BRFOREST procedure

Constructs a random regression forest (R.W. Payne).

Options

`PRINT` = string tokens	Controls printed output (`outofbagerror`, `youtofbagestimates`, `importance`, `orderedimportance`, `monitoring`); default `outo`, `impo`
`Y` = variate	Response variate for the regression
`NTREES` = scalar	Number of trees in the forest; no default – must be specified
`NXTRY` = scalar	Number of `X` variables to select at random at each node from which to choose the `X` variable to use there; default is the square root of number of `X` variables
`NUNITSTRY` = scalar	Number of units of the X variables to select at random to use in the construction of each tree; default is two thirds of the number of units
`MSLIMIT` = scalar	Limit on the mean square of the observations at a node at which to stop making splits; default 0
`NSTOP` = scalar	Specifies the number of observations at a node at which to stop making splits; default 1
`SEED` = scalar	Seed for random numbers to select the `NXTRY` `X`-variables and `NUMITSTRY` units; default 0
`OWNBSELECT` = string token	Indicates whether or not your own version of the `BSELECT` procedure is to be used, as explained in the Method section (`yes`, `no`); default `no`
`OUTOFBAGERROR` = string token	Saves the “out-of-bag” error rate
`YOUTOFBAGESTIMATES` = variate	Saves the “out-of-bag” estimates of `Y`
`SAVE` = pointer	Saves details of the forest that has been constructed

Parameters

`X` = factors or variates	X-variables available for constructing the tree
`ORDERED` = string tokens	Whether factor levels are ordered (`yes`, `no`); default `no`
`IMPORTANCE` = scalars	Saves the importance of each x-variable

Description

A regression tree is a mechanism for predicting a response variable from a set of independent variables (see Chapter 8 of Breiman et al.). A random regression forest is a set of regression trees that are used collectively to form the prediction, by averaging the predictions from the individual trees (see e.g. Breiman 2001). The number of trees in the forest is specified by the NTREES option. Constructing a large forest can be time consuming, so it may be best to investigate first with a relatively small number of trees (e.g. 10).

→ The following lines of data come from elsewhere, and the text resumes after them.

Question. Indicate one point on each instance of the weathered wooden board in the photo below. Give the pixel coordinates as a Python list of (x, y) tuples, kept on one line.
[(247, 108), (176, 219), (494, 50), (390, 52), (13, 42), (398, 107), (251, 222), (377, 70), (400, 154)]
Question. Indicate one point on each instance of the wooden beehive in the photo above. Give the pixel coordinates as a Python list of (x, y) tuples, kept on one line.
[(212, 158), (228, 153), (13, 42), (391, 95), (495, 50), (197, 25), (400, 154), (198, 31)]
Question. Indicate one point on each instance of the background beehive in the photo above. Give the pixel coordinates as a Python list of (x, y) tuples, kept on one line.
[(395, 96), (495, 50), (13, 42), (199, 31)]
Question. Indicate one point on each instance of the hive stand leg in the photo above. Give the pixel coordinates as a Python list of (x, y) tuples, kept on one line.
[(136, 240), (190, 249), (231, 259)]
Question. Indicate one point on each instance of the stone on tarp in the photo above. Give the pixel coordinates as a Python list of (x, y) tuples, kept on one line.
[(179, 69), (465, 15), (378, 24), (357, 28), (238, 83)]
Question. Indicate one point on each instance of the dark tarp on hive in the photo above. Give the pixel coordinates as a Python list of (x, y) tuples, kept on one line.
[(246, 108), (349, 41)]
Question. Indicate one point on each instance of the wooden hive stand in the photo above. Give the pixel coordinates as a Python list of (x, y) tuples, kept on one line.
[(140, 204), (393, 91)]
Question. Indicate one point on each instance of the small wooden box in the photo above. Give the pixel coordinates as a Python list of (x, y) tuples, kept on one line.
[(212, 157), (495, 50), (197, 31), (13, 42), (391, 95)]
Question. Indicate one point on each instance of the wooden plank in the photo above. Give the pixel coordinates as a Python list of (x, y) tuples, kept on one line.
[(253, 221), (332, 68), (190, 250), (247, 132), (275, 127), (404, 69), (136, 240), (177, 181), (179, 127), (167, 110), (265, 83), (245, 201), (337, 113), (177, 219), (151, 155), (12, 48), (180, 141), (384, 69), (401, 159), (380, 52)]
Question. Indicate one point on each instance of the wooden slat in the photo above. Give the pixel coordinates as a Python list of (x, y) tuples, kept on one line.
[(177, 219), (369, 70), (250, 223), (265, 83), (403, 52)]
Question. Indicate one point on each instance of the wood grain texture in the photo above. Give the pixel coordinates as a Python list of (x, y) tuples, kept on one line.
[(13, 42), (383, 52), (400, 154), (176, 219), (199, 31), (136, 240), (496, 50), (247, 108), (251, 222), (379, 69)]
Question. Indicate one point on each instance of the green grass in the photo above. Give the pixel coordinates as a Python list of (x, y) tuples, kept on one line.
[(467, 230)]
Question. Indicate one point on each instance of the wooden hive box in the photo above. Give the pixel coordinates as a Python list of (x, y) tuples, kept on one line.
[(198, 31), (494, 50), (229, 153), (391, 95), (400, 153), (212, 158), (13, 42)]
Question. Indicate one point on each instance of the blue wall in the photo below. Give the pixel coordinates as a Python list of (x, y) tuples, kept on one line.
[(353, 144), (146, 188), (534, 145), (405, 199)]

The trees are constructed using data on a set of observations. Their values for the response variable are specified (in a variate) using the Y option, and their values for the independent variables are specified (in a list of variates or factors) using the X parameter. Factors may have either ordered or unordered levels, according to whether the corresponding value ORDERED parameter is set to yes or no. For example, a factor called Dose with levels 1, 1.5, 2 and 2.5 would usually be treated as having ordered levels, whereas levels labelled 'Morphine', 'Amidone', 'Phenadoxone' and 'Pethidine' of a factor called Drug would be regarded as unordered.

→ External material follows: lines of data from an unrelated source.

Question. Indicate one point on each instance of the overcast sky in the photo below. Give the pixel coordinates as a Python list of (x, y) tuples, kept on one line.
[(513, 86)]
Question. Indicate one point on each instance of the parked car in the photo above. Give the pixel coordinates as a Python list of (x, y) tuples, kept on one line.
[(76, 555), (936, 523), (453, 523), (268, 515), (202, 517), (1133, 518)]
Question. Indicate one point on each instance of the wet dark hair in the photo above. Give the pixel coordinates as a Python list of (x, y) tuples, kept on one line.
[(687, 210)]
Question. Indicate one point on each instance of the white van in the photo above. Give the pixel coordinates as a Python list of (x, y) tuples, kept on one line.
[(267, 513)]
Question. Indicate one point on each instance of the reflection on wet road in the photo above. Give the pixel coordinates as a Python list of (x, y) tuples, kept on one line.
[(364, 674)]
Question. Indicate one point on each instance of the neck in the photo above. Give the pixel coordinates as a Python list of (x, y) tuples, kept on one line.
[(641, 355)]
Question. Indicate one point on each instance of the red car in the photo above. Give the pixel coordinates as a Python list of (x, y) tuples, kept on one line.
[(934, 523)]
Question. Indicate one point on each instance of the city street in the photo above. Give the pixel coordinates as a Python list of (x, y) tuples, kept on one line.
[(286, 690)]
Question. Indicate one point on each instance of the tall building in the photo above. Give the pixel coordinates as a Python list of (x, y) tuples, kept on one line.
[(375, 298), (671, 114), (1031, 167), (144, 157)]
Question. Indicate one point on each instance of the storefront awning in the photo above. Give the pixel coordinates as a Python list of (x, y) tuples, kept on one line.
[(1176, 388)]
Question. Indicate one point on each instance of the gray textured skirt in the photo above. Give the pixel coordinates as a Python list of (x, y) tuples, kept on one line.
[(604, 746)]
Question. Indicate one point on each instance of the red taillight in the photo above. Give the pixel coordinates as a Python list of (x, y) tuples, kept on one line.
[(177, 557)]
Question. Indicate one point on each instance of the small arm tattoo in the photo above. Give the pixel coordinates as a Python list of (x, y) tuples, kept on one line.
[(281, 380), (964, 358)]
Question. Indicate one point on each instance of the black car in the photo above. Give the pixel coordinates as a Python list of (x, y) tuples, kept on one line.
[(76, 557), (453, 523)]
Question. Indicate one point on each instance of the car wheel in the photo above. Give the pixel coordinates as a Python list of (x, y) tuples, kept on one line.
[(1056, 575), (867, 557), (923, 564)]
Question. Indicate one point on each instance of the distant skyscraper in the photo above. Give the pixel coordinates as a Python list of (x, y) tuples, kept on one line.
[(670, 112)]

Each regression tree is formed using a random sample of the X variables in the data set, and a bootstrap random sample of their units (i.e. sampled with replacement). The NXTRY option defines how many X variables to select, and the NUNITSTRY option defines how many units to take. The default for NXTRY is the square root of the number of variables, and the default for NUNITSTRY is two thirds of the number of units. The SEED option specifies a seed for the random numbers that are used to select the variables and to select the units. The default of zero continues an existing sequence of random numbers, if any of the random functions (GRSELECT etc) has already been used in the current Genstat run. Otherwise, a seed is chosen at random.

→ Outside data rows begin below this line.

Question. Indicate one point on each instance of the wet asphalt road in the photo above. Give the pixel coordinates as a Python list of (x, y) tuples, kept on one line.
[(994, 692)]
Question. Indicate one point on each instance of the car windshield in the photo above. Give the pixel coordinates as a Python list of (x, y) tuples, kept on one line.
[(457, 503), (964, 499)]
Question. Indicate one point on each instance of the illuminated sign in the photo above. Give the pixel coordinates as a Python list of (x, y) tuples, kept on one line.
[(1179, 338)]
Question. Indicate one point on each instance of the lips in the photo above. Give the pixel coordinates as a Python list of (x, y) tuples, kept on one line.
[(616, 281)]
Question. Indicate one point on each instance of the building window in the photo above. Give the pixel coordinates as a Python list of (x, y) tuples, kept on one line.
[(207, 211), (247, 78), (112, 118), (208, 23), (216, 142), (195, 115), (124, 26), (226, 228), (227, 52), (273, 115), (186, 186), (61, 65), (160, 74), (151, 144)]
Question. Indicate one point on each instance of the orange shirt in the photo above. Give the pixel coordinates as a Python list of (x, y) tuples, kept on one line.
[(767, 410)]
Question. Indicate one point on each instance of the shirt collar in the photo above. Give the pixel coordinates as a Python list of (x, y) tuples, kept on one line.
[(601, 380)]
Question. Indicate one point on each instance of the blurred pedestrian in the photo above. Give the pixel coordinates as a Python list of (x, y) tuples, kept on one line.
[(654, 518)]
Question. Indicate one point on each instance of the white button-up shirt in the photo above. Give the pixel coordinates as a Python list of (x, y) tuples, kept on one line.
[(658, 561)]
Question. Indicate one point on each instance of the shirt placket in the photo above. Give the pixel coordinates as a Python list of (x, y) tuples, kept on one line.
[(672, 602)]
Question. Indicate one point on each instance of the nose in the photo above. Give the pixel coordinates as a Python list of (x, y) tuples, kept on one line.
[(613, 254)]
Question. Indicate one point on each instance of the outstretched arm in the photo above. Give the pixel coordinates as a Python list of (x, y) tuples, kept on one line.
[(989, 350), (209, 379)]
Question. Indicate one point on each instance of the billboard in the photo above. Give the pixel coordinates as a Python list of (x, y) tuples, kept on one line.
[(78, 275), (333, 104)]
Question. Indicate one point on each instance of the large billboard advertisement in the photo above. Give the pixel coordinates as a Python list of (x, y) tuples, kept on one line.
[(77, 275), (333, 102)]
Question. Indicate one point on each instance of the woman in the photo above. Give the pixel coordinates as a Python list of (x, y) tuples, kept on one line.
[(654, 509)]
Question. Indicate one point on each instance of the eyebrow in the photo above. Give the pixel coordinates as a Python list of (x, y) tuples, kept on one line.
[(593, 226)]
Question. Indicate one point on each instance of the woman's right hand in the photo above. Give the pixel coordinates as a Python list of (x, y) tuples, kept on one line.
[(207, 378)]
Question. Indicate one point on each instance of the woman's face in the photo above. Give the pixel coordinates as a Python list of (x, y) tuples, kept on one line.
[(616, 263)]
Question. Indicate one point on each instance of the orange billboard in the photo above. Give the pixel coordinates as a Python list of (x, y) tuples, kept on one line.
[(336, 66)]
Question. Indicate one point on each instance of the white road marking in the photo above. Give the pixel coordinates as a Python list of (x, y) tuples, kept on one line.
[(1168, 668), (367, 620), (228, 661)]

The construction process splits the observations into subsets. With an x-variate or a factor with ordered levels, the subsets are formed by taking the observations with values less than or greater than some split point p. For a factor with unordered levels, all possible ways of dividing its levels into two subsets are tried. The aim is to form subsets that have similar values for the response variate. The predicted value of the response variable for each node of the tree is the mean of its value for the subset of observations at that node. The accuracy of the node is the squared distance of the values of the response variate from their mean for the observations at the node, divided by the total number of observations. The potential splits at the node are assessed by their effect on the accuracy, that is the difference between the accuracy of the node and the sum of the accuracies of the two potential successor nodes. The node will become a terminal node if none of the splits provides any improvement in accuracy, or if the mean square of the observations at the node is less than or equal to a limit specified by the MSLIMIT option (default 0), or if the number of observations at the node is less than or equal to the number specified by the NSTOP option (default 1).

The resulting forest (and its associated information) can be saved using the SAVE option. This can then be used in the BRFDISPLAY procedure to produce further output, or in the BRFPREDICT procedure to predict the response for new values of the x-variables.

The OUTOFBAGERROR parameter can save the “out-of-bag” error rate. This is calculated using the individuals that were not involved in the construction of each tree. So, it gives an independent measure of the reliability of the forest. The idea is to put the x-values in each observation through all of the trees where it was not used, and predict its y-value by taking the average of the predictions from the individual trees. The out-of-bag error is the square root of the mean of the squared differences of the predictions from the values in the response variate. The YOUTOFBAGESTIMATES can save a variate containing the out-of-bag predictions, and the %VARIANCE option can save the percentage of the variance in the y-values that is accounted for by the forest. Note: the out-of-bag prediction will be missing for any observation that has been selected in all the random samples (i.e. that has been used to construct every tree).

The IMPORTANCE parameter can save a variate giving the “importance” of each X variate or factor in the forest, calculated as the total amount by which the variable increases the accuracy in the forest.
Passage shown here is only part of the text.